Depuis dix ans, la ferme collective de la Tournerie en Haute-Vienne prospère grâce à un modèle innovant qui attire des producteurs de toute la France et de nombreux clients fidèles. Ces jeunes agriculteurs gagnent environ le SMIC, un revenu suffisant pour vivre modestement. Le concept diffère de l'agriculture classique en favorisant la diversité et la proximité avec les consommateurs.
La ferme de la Tournerie, située à Coussac-Bonneval en Haute-Vienne, incarne un succès durable dans l'agriculture collective. Fondée il y a dix ans, elle réunit des producteurs venus des quatre coins de la France, qui y cultivent et transforment divers produits. Contrairement à l'agriculture classique, ce modèle met l'accent sur la collaboration et la vente directe, séduisant une clientèle fidèle.
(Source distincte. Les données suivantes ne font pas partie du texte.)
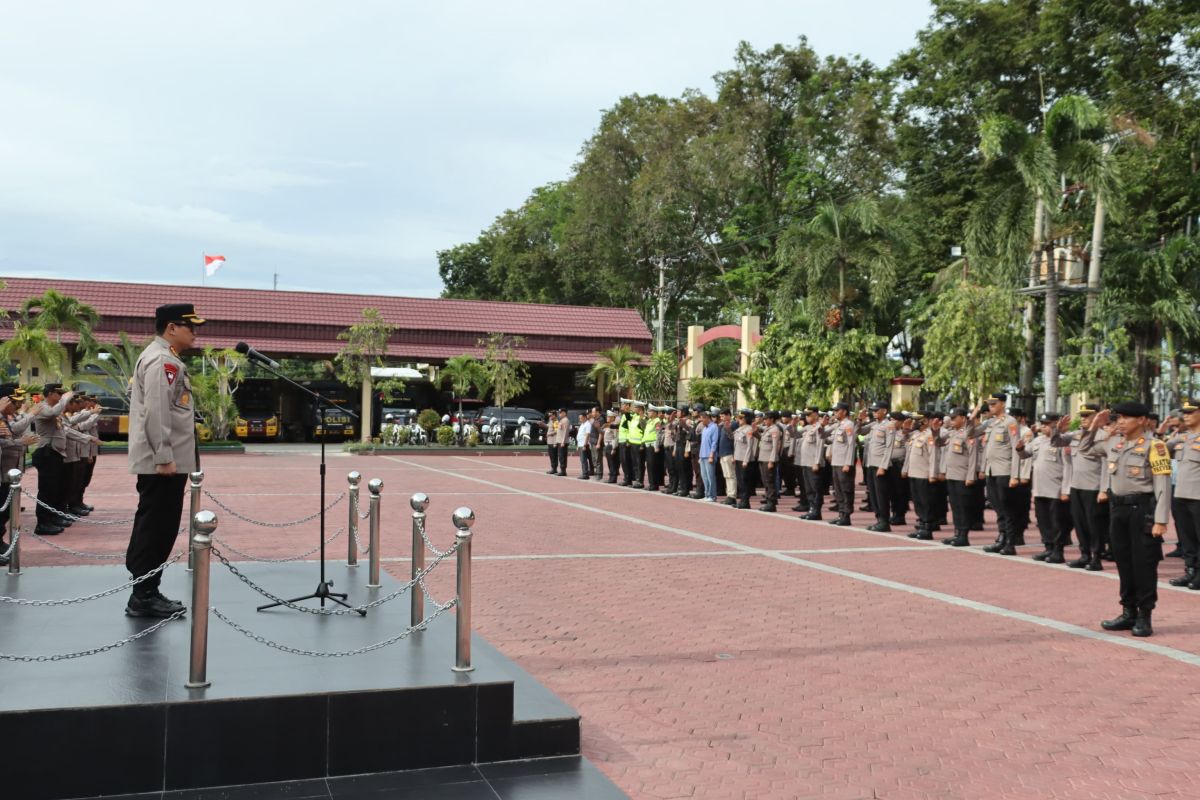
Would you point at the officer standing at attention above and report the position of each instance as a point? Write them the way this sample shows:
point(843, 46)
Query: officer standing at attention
point(1137, 482)
point(162, 452)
Chaque mardi et vendredi, une centaine de personnes se pressent au magasin de la ferme, qui ressemble à une petite épicerie avec des étals variés. Mimi, une retraitée, est l'une des habituées les plus dévouées. Elle arrive dix minutes avant l'ouverture à 18 heures et vient depuis les débuts de l'exploitation. «Même quand j’étais en activité, je faisais en sorte de débaucher plus tôt pour être là et je viens depuis le début, donc depuis dix ans !», explique-t-elle avec fierté.
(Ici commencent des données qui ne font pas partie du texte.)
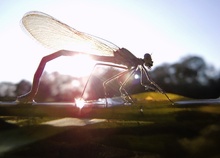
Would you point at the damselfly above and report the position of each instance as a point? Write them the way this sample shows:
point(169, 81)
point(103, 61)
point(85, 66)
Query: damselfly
point(70, 42)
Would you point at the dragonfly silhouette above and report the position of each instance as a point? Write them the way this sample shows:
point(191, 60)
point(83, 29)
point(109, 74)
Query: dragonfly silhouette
point(54, 34)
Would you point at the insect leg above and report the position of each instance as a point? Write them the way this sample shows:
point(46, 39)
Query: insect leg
point(29, 97)
point(153, 83)
point(111, 79)
point(104, 83)
point(129, 98)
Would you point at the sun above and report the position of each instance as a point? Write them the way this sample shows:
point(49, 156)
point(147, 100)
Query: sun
point(77, 66)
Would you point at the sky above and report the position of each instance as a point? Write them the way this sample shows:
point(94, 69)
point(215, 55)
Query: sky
point(168, 29)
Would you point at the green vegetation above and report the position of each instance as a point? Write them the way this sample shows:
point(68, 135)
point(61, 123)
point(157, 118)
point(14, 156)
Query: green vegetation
point(161, 130)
Cette proximité se reflète dans les produits eux-mêmes. Par exemple, une bouteille de bière arbore le visage souriant de Mimi, illustrant les liens étroits entre la ferme et ses clients. Les jeunes agriculteurs à la tête de ce projet affirment que leur revenu, équivalent à peu près au SMIC, leur permet de vivre décemment. Ce pari collectif démontre qu'une agriculture alternative peut perdurer et prospérer, en offrant qualité et accessibilité aux consommateurs locaux.